Importantly, the protocol makes clear that cybersecurity is the shared responsibility of all participants in an arbitration, who must ensure that all personnel involved in the arbitration are aware of – and follow – any cybersecurity measures adopted.
The ICCA and the International Bar Association (IBA) have also established a Joint Task Force on Data Protection in International Arbitration, which will publish practical guidance on the potential impact of data protection principles, including the GDPR.
At an institutional level, arbitral institutions are also addressing the risk posed by cyberattacks. The Hong Kong International Arbitration Centre Rules, which entered into force on 1 November 2018, specifically include "any secured online repository that the parties have agreed to use" as a recognised means of communication. The London Court of International Arbitration also intends to revise its 2014 Arbitration Rules and is considering adding new provisions on data protection and cybersecurity. Data protection is an area ripe for reform in the arbitration context and users expect arbitral institutions to be at the centre of the effort to address it.
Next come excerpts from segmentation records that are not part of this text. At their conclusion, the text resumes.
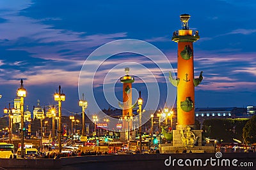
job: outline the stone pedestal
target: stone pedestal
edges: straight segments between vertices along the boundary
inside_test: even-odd
[[[181,129],[180,129],[181,130]],[[173,130],[173,144],[174,146],[183,146],[181,140],[180,130]],[[202,131],[201,130],[191,130],[195,135],[198,138],[198,146],[202,146]]]
[[[186,148],[183,146],[182,140],[181,130],[186,130],[188,126],[177,125],[177,130],[173,130],[173,142],[172,143],[159,145],[160,152],[161,153],[182,153],[186,149],[187,153],[214,153],[215,147],[212,146],[202,146],[202,131],[191,130],[198,138],[196,146],[193,147]]]
[[[122,142],[125,141],[125,132],[120,132],[120,141]]]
A related issue which is appearing more regularly in arbitration is the attempted use of evidence obtained through cyberattacks or data breaches. This issue has arisen most predominantly in investment arbitration. For example, in both the Yukos and ConocoPhilips/Venezuela disputes, the parties sought to rely on evidence obtained from WikiLeaks.
Arbitration rules typically afford broad discretion to tribunals to decide evidentiary issues. For example, Article 27(4) of the United Nations Commission on International Trade Law Rules provides that the "arbitral tribunal shall determine the admissibility, relevance, materiality and weight of the evidence offered". Article 9(2) of the IBA Rules on the Taking of Evidence in International Arbitrations permits tribunals to exclude evidence on grounds of either "legal impediment or privilege under… legal or ethical rules" or "special political or institutional sensitivity".
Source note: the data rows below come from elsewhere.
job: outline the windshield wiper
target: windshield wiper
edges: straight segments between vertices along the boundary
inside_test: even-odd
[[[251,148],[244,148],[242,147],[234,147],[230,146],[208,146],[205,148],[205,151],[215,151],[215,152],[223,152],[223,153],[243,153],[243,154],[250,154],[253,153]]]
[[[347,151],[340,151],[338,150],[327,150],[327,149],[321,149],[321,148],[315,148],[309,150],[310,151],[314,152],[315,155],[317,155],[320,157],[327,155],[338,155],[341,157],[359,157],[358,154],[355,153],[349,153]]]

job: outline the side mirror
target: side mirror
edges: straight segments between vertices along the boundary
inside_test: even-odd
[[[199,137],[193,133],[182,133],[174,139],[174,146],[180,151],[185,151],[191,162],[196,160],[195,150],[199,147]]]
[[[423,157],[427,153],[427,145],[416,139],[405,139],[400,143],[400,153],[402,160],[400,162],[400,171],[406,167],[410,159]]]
In ConocoPhilips the tribunal was asked to reopen its earlier decision on jurisdiction in light of information contained in hacked emails published by WikiLeaks. The majority did not expressly address whether that evidence was admissible, instead finding that it did not have the power to reopen its earlier findings. A dissenting opinion in that case relied on the emails as a basis for reopening the decision, without expressly addressing whether they were admissible in the first place. However, in Caratube International/Kazakhstan the tribunal expressly admitted emails which had been published on WikiLeaks to the extent that such material was not covered by legal professional privilege.
Given the paucity of authority, there is little evidence that a consistent approach to dealing with these issues is emerging. As data breaches become more common, tribunals will be called on more frequently to rule on the admissibility of such evidence. It is hoped that as tribunals engage with this issue, some guidance as to how it might be dealt with will be made available to parties.
Data protection and cyber risk are emerging as important considerations in arbitration. Although the arbitral community and the arbitral institutions are taking steps to address this concern, more needs to be done. As these issues become more common, it is hoped that consistent practices will emerge to reassure users that their data will be secure.